2023.08.25

京都市京セラ美術館「ルーヴル美術館展」~愛を描く

ルーヴルには愛がある。ラテン語「LOUVRE」には、英語の「LOVE」が隠れてる!ってなわけで、膨大なルーヴル美のコレクションから、愛をテーマに描かれた古典絵画の企画展へお出かけ。酷暑の京都で気分はパリ。一部カメラOKを中心にご紹介。

《アモルとプシュケ》又は《アモルの最初のキスを受けるプシュケ》フランソワ・ジェラール、1798年。メインビジュアルにもなってるやつ。愛の神アモルと人間の娘プシュケ。古代ローマの小説の一場面やて。プシュケの虚ろなまなざしは、初めて愛を受け入れた瞬間。大切なものを扱うよーにそっと手をまわすアモル。無垢な若者が愛を育む・・が当時流行したらし。プシュケは、魂や心。人間の魂が神様の愛に触れていろいろな試練を経て幸せを知る物語。精神・プシュケと肉体・アモルの融合。小さくて見えにくいけど、プシュケの上に飛んでる蝶々は人の魂をあらわす。作者はナポレオンに気に入られて男爵の地位を授かった画家・・などとTV・ぶらぶら美術館で学芸員が説明してはった。解説聞かんとさっぱりわからへん。いかにもな「愛」やけど、拉致やレイプがあたりまえのギリシア・ローマ神話の中で、これはめずらしハッピーエンド。カメラOKやったんは、このサービスショットと最後の展示ブース・・牧歌的恋愛や悲劇がテーマの数枚のみ。

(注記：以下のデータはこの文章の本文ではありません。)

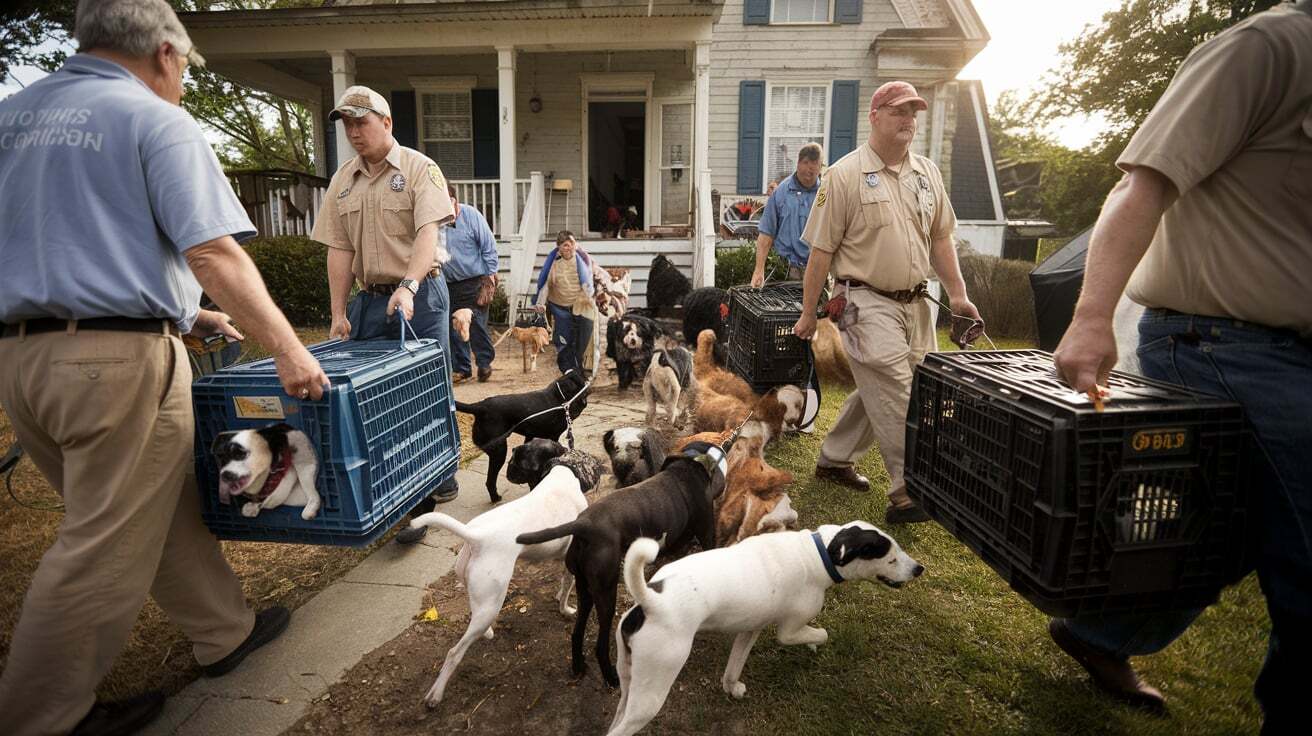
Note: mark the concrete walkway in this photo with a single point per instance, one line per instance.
(378, 600)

《エンデュミオンの眠り》アンヌ=ルイ・ジロデ・ド・ルシー=トリオゾン、1791年・・の準備スケッチやて。羊飼いの美青年エンデュミオンに恋した月の神セレネは、全能の神ゼウスに頼んで彼を永遠の眠りにつかせ、毎夜、その官能的な寝姿を見に来たと。神さん、ワガママ。。

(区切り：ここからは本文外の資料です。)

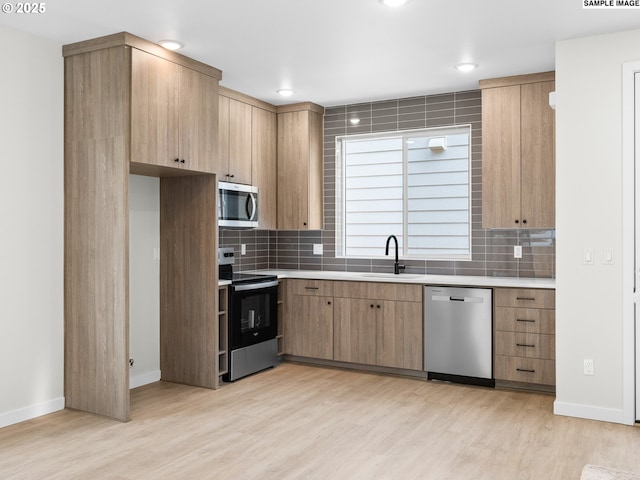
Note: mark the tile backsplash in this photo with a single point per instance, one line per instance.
(492, 250)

《アポロンとキュパリッソス》クロード=マリー・デュビュッフ1821年。かわいがってた牡鹿をうっかり投げ槍で殺してしまった美少年キュパリッソスは、生きる気力を失い、永遠に嘆き続けたいと神々に哀願し、糸杉に変身する・・って、ヤワなヤツ。場面は牡鹿にもたれるよーに横たわるキュパリッソスの頭を、太陽の神アポロンが優しく支えてる。アポロンに愛されたキュパリッソス。悲劇、破滅的な愛の神話。

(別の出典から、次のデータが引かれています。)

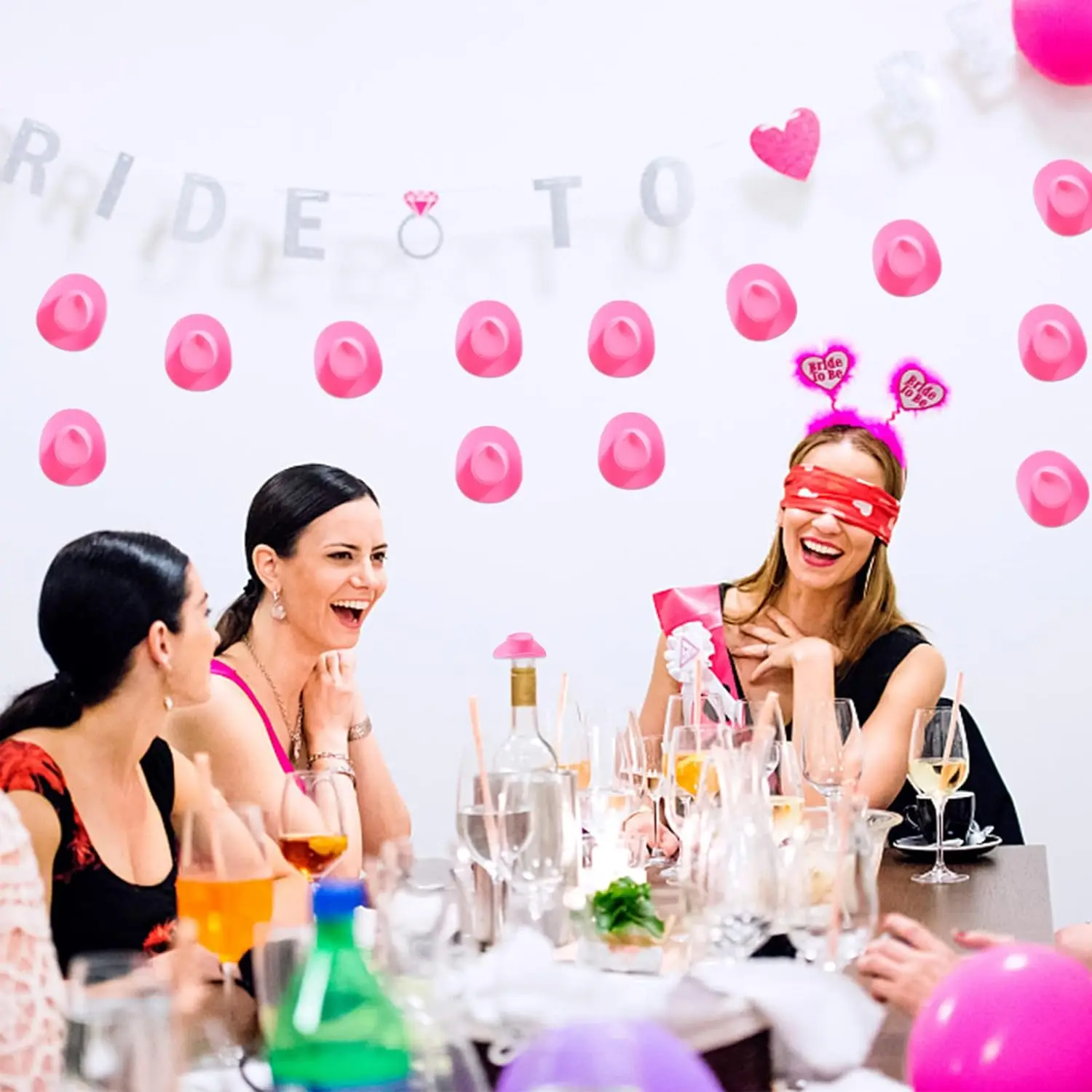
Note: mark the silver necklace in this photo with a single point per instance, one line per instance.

《ロミオとジュリエット》テオドール・シャセリオー、1850年頃。言わずと知れた、死に至る愛。

《ダンテとウェルギリウスの前に現れたフランチェスカ・ダ・リミニとパオロ・マラテスタの亡霊》アリ・シェフェール、1855年。イタリアの詩人ダンテの『神曲』地獄篇で有名になった、パオロとフランチェスカ、実在の人物の悲恋物語。政略結婚で嫁いだフランチェスカは、義理の弟パオロと恋に落ち、嫉妬する夫に刺し殺された二人は、亡霊となって風に吹かれながら永遠に地獄をさまようという話。剣の傷跡も生々しく、かつドラマチックに大胆な構図。画面の右には、古代ローマの詩人ヴェルギリウスの案内で地獄を巡る鷲鼻のダンテも登場。地獄に落ちてなお、愛の焔が燃えさかるロマン主義。とはいえ、最後のカメラOKがこんな悲恋ばっかやと、後味が重苦しいので、ポストカード写真で、ちょい追加。

《アモルの標的》フランソワ・ブーシェ、1758年。全73作品のトップで展示。愛の誕生の瞬間。羽がカワユイ、アモル=キューピット=愛の神様。標的のハートに矢が刺さって愛が誕生。標的には外れた矢の穴もたくさんあって、ハズレの矢は下で燃やしてる。アモルがかかげる月桂冠は道徳的に正しい高潔な愛。つがいのハト・・つがいになると生涯パートナーを変えへんのやて。フランソワ・ブーシェはルイ15世の主席画家。成長したアモルが人間の娘プシュケと結ばれる場面が、一番最初に紹介したやつ。その過程での、アモルの母親・ヴィーナスとトラブル場面作品もいろいろ。もう1枚、イチオシされてた作品が・・

《かんぬき》ジャン=オノレ・フラゴナール、1777ー1778年頃。隠されたメッセージあり。曖昧さがフラゴナールの真骨頂とか。かんぬきに手を伸ばした女性の表情は、困惑?それとも陶酔?・・嫌よ嫌よも好きのうち状態?なんて解説もあったり。かんぬきは男性器のメタファー(暗喩)。暗い絵しかもカード写真では見えへんけど、倒れた壺&バラの花束は女性器のメタファー。乱れたベッド。枕は女性のちぶさ。足をひらいたよーにも見える。テーブルにはリンゴ。リンゴとえばアダムとエバの原罪・・ともあれ、フラゴナール渾身の官能作とTVで学芸員さん解説。メタファーはよーわからんけど、ものスゴ気になる絵、ではあった。「愛を描く」・・男女、神々、人々、情熱、欲望、官能的な喜び、苦悩、嫉妬、宗教画の無償の愛、聖家族、キリストの磔刑、聖人の殉教などなど愛にもいろいろ。愛って結構ドロドロなんやなぁ、勉強になりました。